I sent him a message, did anyone else?


----------



## Talewinds (May 1, 2011)

I think this one was discussed several weeks ago, it's just such a blatant falsification, he did lower the price by QUITE a bit though.


----------



## Larmo63 (May 1, 2011)

It's a "Harley Fakeidson" bicycle for heaven's sake!


----------



## redline1968 (May 1, 2011)

a dressed up elgin frame with a funky fork.  ahh.... finally u see the light!


----------



## jdbicycle (May 1, 2011)

wow, in case you don't know, I am new to this forum. I must say this forum ROCKS. i was just looking at some old bikes on eBay. I am glad there are people (on this forum) who know there stuff and keep us posted about frauds like the one mentioned above.


----------



## cyn234 (May 1, 2011)

I am the owner of the Ad and the Bike on EBay. It was never listed as a fraud. As stated in the ad I was listing it with the information I was given when I obtained the bike. One person did email me and let me know you were taking my bike apart as a fake. If I had known about this site earlier, I might could have obtained more information about it and known what was what. I am offended to be taken as someone trying to willingly pass off a fake. I never claimed to be an expert, and made sure that I listed in the ad that all I had to go on was what I was told. I'm not asking $5000.00 for the bicycle, my reserve is only $1300.00. I did lower the reserve, not because it’s a fake, but because I need to sell the bike to help pay for a program for my autistic son. To everyone who knows these bikes, I'm sorry I don't have all the information like the experts.


----------



## cyn234 (May 1, 2011)

Thank you for letting us know about this, You were the only person that contacted me about the ad being discussed on here as a fraud, unfortunalty everyone else is of the mind to tear me apart for it, but I was never educated on Harley Davidson Bicycles. I had never even seen or cared to look for a Harley Davidson Bicycle as I am not a bicycle collector. A friend of mine sold me the bike and told me everything I said in the ad. Someone made a comment about the screws that hold the badge, the screws are new, the old ones were stripped and loose  so I replaced them. Thanks again for contacting me.


----------



## rustyspoke66 (May 1, 2011)

Thanks for joining in on the conversation, as specially since your the guy selling the bike. The cabe can be a fairly tough crowd simply because we do see guys trying to sell bike that are fakes all the time. There was a post awhile ago that talked about building a fake Harley and there are a lot of mixed thoughts on it. I would say honesty is the best direction to go. You may want to say in the add that you are not a Harley expert and for people to do there own research. Just my thoughts, JT           Oh, it's still a cool bike.


----------



## Stephen (May 2, 2011)

jdbicyle:

You may need to sell the bike for a program for your son, but you are trying to benefit from an inflated sale price, and novice buyers, by advertising that so called bike as a teen's HD. Shame on you!

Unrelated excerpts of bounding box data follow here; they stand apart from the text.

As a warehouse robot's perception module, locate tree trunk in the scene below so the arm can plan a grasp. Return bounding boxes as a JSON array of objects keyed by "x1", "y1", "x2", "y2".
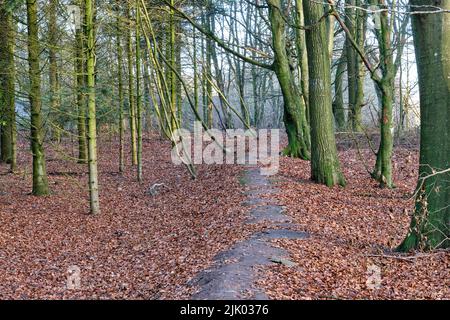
[
  {"x1": 85, "y1": 0, "x2": 100, "y2": 214},
  {"x1": 295, "y1": 0, "x2": 309, "y2": 121},
  {"x1": 0, "y1": 7, "x2": 17, "y2": 172},
  {"x1": 127, "y1": 3, "x2": 138, "y2": 166},
  {"x1": 333, "y1": 50, "x2": 347, "y2": 131},
  {"x1": 48, "y1": 0, "x2": 61, "y2": 142},
  {"x1": 303, "y1": 1, "x2": 345, "y2": 187},
  {"x1": 345, "y1": 0, "x2": 365, "y2": 131},
  {"x1": 267, "y1": 0, "x2": 310, "y2": 160},
  {"x1": 136, "y1": 0, "x2": 142, "y2": 182},
  {"x1": 116, "y1": 1, "x2": 125, "y2": 173},
  {"x1": 75, "y1": 0, "x2": 88, "y2": 164},
  {"x1": 399, "y1": 0, "x2": 450, "y2": 251},
  {"x1": 27, "y1": 0, "x2": 49, "y2": 196}
]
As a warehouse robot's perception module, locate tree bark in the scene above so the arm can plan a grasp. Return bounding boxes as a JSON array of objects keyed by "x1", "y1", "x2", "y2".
[
  {"x1": 75, "y1": 0, "x2": 88, "y2": 164},
  {"x1": 116, "y1": 1, "x2": 125, "y2": 173},
  {"x1": 27, "y1": 0, "x2": 49, "y2": 196},
  {"x1": 0, "y1": 7, "x2": 17, "y2": 172},
  {"x1": 399, "y1": 0, "x2": 450, "y2": 251},
  {"x1": 303, "y1": 1, "x2": 345, "y2": 187},
  {"x1": 267, "y1": 0, "x2": 310, "y2": 160},
  {"x1": 85, "y1": 0, "x2": 100, "y2": 215}
]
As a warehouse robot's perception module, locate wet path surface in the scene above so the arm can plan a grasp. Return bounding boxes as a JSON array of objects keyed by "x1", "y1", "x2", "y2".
[{"x1": 190, "y1": 168, "x2": 308, "y2": 300}]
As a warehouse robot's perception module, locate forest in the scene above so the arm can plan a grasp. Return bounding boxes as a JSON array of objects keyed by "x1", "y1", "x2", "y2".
[{"x1": 0, "y1": 0, "x2": 450, "y2": 300}]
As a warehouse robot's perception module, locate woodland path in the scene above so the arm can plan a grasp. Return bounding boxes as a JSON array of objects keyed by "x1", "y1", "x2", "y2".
[{"x1": 189, "y1": 167, "x2": 308, "y2": 300}]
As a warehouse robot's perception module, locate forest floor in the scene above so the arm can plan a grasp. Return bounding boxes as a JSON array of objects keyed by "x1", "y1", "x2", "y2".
[{"x1": 0, "y1": 136, "x2": 450, "y2": 299}]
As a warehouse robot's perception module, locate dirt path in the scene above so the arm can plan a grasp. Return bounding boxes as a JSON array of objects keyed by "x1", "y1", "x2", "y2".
[{"x1": 190, "y1": 168, "x2": 307, "y2": 300}]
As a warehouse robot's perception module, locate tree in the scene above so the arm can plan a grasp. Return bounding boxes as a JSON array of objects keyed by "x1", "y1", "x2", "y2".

From what I have read in the above posts, you have been contacted and informed as to the incorrectness of this bicycle.

Until you change your Ebay discription to say HD Clone, I'll call it like I see it! Stephen


----------



## redline1968 (May 2, 2011)

I have to say it is not a hd.  that frame is a dayton built elgin ca 1918 to 20. its all wrong. going on other peoples words is not the way to sell it. you need to document the parts with references that pertain to hd. if you build one it must have the hd correct parts to be a hd that's including the right frame. and those who buy one need to do their reasearch before purchasing one or any bike.


----------



## kunzog (May 2, 2011)

The seller does state that he is selling the bike based on what he had been told from the previous owner. Give the seller a break. It is amazing how many HD experts there are on here.


----------



## redline1968 (May 2, 2011)

not many..........


----------



## bud poe (Jul 17, 2011)

Hate to beat a dead horse but look what I just found on ebay..."After 20 years of searching, i finally found one"...buyer beware!
http://cgi.ebay.com/HARLEY-DAVIDSON...aultDomain_0&hash=item35b3b77420#ht_782wt_936


----------



## Larmo63 (Jul 18, 2011)

Let's hear what is right/wrong about this one. Or, isit the same one?


----------



## chitown (Jul 18, 2011)

Same seller I believe. What else I believe I'll keep to myself. Like the saying goes: "If I got anything to say, I'll say it in lead!"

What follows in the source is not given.